Glossary · UK
What is Compound Annual Growth Rate (CAGR)?
The smoothed, constant annual rate of return that would take an investment from its starting value to its ending value over a period, ignoring the actual bumps and dips along the way.
Full Definition
Compound Annual Growth Rate (CAGR) is a single figure representing the constant, smoothed annual rate of return that would be needed to grow an investment from its starting value to its ending value over a stated number of years, calculated as (ending value divided by starting value) raised to the power of one divided by the number of years, minus one.
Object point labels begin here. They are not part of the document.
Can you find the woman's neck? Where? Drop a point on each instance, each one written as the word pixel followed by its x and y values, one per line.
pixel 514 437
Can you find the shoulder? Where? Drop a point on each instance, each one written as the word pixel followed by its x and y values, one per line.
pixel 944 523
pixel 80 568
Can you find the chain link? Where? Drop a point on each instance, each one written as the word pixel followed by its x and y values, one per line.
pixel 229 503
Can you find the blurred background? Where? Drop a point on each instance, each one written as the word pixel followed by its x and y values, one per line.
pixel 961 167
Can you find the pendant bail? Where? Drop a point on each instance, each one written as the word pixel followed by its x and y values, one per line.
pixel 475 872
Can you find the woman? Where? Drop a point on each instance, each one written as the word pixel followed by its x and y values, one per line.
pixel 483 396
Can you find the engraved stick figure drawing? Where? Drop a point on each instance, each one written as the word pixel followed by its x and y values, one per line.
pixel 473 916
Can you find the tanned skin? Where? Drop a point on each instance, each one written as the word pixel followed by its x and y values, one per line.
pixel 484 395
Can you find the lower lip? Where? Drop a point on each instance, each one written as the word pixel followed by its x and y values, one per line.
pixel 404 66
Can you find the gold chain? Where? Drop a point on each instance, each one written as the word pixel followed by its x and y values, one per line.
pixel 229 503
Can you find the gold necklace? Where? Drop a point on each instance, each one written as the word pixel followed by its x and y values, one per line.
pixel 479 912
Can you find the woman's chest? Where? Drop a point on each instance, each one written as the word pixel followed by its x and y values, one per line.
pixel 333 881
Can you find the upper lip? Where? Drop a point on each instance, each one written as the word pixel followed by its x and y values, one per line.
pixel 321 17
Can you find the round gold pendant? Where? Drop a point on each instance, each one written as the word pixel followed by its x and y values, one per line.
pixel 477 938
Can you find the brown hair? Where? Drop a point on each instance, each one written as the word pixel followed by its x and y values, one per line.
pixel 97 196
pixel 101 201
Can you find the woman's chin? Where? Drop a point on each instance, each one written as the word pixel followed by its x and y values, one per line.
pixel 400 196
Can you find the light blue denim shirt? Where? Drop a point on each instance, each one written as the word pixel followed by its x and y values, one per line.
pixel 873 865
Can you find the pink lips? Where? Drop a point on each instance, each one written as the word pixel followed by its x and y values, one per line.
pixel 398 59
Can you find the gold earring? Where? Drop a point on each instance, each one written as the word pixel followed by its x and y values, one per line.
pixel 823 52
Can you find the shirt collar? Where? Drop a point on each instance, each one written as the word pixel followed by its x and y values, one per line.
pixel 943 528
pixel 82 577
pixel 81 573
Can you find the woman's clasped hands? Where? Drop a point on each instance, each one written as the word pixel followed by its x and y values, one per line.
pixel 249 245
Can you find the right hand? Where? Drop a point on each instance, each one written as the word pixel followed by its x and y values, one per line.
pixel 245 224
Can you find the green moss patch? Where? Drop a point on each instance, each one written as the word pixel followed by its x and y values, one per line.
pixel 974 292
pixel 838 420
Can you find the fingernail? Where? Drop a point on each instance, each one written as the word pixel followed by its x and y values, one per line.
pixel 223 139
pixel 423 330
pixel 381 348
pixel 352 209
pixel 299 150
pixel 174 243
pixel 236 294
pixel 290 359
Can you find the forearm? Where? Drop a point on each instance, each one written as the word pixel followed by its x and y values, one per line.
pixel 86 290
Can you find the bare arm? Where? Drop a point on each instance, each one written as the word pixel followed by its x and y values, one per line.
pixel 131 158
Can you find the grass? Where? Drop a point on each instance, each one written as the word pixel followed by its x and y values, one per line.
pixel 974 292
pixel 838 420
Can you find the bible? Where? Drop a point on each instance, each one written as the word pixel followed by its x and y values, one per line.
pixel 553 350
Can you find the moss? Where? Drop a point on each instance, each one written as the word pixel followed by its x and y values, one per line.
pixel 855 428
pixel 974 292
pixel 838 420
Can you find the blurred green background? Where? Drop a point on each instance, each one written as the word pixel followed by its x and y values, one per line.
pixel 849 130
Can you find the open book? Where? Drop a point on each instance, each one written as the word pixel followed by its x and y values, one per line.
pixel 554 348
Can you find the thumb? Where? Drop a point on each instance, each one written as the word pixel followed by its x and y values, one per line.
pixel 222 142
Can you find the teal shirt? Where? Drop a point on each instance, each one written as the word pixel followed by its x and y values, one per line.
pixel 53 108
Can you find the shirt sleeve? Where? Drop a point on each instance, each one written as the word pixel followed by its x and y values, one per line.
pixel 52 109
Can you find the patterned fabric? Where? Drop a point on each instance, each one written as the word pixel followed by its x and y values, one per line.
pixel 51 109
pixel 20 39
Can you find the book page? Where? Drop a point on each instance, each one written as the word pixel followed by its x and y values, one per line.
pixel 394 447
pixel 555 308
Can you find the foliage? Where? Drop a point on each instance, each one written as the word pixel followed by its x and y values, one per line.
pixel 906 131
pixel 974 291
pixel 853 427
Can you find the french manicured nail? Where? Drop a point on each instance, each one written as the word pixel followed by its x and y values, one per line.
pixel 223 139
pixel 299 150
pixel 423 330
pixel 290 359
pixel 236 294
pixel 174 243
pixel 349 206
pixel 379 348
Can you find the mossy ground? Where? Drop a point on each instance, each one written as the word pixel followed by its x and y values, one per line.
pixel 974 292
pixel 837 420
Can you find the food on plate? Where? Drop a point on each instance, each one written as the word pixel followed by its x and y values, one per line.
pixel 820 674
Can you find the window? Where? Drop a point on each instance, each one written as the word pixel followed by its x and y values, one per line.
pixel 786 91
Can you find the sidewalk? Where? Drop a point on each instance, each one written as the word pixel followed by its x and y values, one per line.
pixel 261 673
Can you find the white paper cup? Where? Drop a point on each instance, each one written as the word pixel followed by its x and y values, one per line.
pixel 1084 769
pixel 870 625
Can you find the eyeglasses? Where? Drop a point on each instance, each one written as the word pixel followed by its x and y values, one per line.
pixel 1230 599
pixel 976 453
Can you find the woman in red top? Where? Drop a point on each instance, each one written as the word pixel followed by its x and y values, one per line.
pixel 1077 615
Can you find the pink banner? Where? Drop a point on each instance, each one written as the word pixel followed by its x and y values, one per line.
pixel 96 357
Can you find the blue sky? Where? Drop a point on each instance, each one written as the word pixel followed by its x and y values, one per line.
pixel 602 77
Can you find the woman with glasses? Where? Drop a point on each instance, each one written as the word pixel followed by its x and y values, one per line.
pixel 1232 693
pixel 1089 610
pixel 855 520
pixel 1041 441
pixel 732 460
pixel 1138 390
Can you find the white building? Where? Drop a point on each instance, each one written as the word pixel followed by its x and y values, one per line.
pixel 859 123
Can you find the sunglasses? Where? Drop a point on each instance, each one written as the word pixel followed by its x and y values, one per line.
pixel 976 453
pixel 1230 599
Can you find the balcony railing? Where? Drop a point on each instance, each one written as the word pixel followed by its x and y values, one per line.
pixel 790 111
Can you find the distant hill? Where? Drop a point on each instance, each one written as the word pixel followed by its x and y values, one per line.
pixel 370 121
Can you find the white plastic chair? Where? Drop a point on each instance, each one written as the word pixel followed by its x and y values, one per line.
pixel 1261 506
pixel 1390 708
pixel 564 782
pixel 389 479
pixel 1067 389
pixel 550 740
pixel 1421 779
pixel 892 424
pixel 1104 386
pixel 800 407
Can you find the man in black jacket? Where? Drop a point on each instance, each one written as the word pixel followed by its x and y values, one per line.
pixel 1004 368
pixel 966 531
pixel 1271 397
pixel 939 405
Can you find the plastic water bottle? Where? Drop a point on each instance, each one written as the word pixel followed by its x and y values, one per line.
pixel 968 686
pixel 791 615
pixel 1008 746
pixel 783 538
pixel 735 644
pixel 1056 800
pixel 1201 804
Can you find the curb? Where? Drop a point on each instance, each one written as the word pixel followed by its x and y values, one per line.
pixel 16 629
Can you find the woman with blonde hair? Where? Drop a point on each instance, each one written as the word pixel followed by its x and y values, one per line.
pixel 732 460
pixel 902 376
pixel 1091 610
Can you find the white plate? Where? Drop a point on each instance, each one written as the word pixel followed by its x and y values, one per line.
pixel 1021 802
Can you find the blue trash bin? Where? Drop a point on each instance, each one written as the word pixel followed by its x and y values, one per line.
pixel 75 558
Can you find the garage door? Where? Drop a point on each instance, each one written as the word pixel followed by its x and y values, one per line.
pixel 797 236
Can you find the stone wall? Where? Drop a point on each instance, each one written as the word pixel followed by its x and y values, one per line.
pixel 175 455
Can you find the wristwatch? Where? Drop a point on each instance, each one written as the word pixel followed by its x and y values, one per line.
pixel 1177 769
CAGR is widely used to compare the performance of different investments, funds or business metrics (such as revenue growth) over the same time period on a like-for-like basis, because it strips out the actual year-to-year volatility of the real returns and reduces them to a single, easily comparable average annual figure. The key limitation of CAGR is precisely that smoothing effect: two investments can have the identical CAGR over five years while having taken very different paths to get there -- one might have grown steadily each year, while the other might have suffered a large loss followed by a large recovery -- so CAGR alone does not reveal anything about the volatility, drawdowns, or risk an investor actually experienced along the way. Because CAGR only considers the starting and ending values, it can also be distorted by the specific start and end dates chosen for the calculation -- picking a start date at a market low point, or an end date at a market peak, can produce a CAGR figure that flatters the underlying investment's typical performance, which is why analysts often check CAGR over several different, overlapping time periods rather than relying on a single calculation.